De eventuele termijnoverschrijding is verschoonbaar nu verweerder verwarring heeft veroorzaakt door met de Commissie en het Ministerie van Landbouw, Natuurbeheer en Visserij te gaan onderhandelen. Ook heeft verweerder in reactie op de brief van 18 januari 2000 niet aanstonds duidelijk gemaakt dat zij het faxbericht van 14 juli 1999 als besluit aanmerkte. Gelet op een door verweerder gezonden brief van 15 februari 2000 merkte verweerder het faxbericht toen nog niet als besluit aan. Dit gebeurde eerst bij het primaire besluit van 4 september 2000. De termijnoverschrijding is voorts verontschuldigbaar omdat het faxbericht geen rechtsmiddelenclausule bevatte.

Verweerder had appellante moeten horen alvorens het bezwaarschrift niet-ontvankelijk te verklaren.

Verweerder had appellante er eerder , en wel in zijn brief van 15 februari 2000, op moeten wijzen dat hij het standpunt huldigde dat het faxbericht een voor bezwaar en beroep vatbaar besluit tot afwijzing van de door appellante aangevraagde uitvoercertificaten was en dat het voorlopig bezwaarschrift kennelijk niet-ontvankelijk was. Door zulks niet te doen heeft verweerder appellante nodeloos op kosten gejaagd. Appellante heeft immers in de brief van 30 maart 2000 ook op inhoudelijke gronden uitvoerig betoogd waarom de aanvragen ten onrechte zijn afgewezen. In verband hiermede acht appellante vergoeding van de kosten van de bezwaarprocedure gerechtvaardigd.

5. De beoordeling van het geschil

Partijen verschillen allereerst van mening over het rechtskarakter van het faxbericht van 14 juli 1999. Verweerder merkt dit bericht aan als een besluit in de zin van artikel 1:3 van de Awb; appellante is primair van oordeel dat het gaat om een niet als zodanig aan te merken mededeling. Het College overweegt hieromtrent als volgt.
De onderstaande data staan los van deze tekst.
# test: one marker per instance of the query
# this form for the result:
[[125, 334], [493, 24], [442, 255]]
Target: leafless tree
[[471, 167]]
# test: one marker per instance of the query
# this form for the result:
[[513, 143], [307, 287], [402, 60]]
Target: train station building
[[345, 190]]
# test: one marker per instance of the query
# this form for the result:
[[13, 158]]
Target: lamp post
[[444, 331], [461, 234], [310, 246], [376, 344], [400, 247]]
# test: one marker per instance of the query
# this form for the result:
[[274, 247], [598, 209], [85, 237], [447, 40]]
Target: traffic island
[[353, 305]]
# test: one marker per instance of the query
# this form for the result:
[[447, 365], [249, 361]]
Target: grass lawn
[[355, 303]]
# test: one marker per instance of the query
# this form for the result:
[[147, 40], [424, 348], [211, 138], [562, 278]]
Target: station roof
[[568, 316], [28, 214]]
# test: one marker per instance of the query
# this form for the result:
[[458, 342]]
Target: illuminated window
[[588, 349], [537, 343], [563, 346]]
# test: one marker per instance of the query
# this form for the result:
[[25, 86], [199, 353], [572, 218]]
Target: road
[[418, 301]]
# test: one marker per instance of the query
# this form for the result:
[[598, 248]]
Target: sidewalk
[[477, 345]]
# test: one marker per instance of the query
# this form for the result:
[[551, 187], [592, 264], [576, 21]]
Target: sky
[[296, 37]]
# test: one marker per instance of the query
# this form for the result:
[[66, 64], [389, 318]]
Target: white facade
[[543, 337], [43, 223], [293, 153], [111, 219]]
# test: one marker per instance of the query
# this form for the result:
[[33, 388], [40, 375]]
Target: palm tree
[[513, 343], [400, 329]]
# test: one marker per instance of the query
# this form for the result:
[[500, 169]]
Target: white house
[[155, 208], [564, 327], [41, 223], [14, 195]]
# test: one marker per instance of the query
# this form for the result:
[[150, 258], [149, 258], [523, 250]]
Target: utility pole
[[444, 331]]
Ingevolge artikel 3, vierde lid van Verordening (EG) nr. 1370/95 kan de Commissie in de situaties, genoemd in deze bepaling, aanvragen waarvoor nog geen uitvoercertificaten zijn toegekend afwijzen en de indiening van aanvragen van uitvoercertificaten schorsen, in welk geval de tijdens de schorsingsperiode ingediende aanvragen van uitvoercertificaten niet-ontvankelijk zijn. Met gebruik van de in artikel 3, vierde lid, aanhef en tweede gedachtestreepje van Verordening (EG) nr. 1370/95 geboden mogelijkheid, heeft de Commissie bij artikel 1 van Verordening (EG) nr. 1526/1999 bepaald dat ten aanzien van de in deze bepaling bedoelde aanvragen geen gevolg wordt gegeven aan deze aanvragen. Verordening (EG) nr. 1526/1999 van de Commissie brengt aldus zelf het afwijzen van dergelijke aanvragen te weeg. Het College vermag, gelet op de tekst van het faxbericht van 14 juli 1999, niet in te zien welk nader rechtsgevolg in dit bericht aan de reeds uit Verordening (EG) nr. 1526/1999 voortvloeiende rechtsgevolgen wordt toegevoegd. Hiernaar ter zitting gevraagd, kon verweerder zodanig nader rechtsgevolg ook niet aanwijzen. Het faxbericht van 14 juli 1999 kan derhalve, zoals appellante terecht heeft betoogd, niet als een besluit in de zin van artikel 1:3 van de Awb worden aangemerkt.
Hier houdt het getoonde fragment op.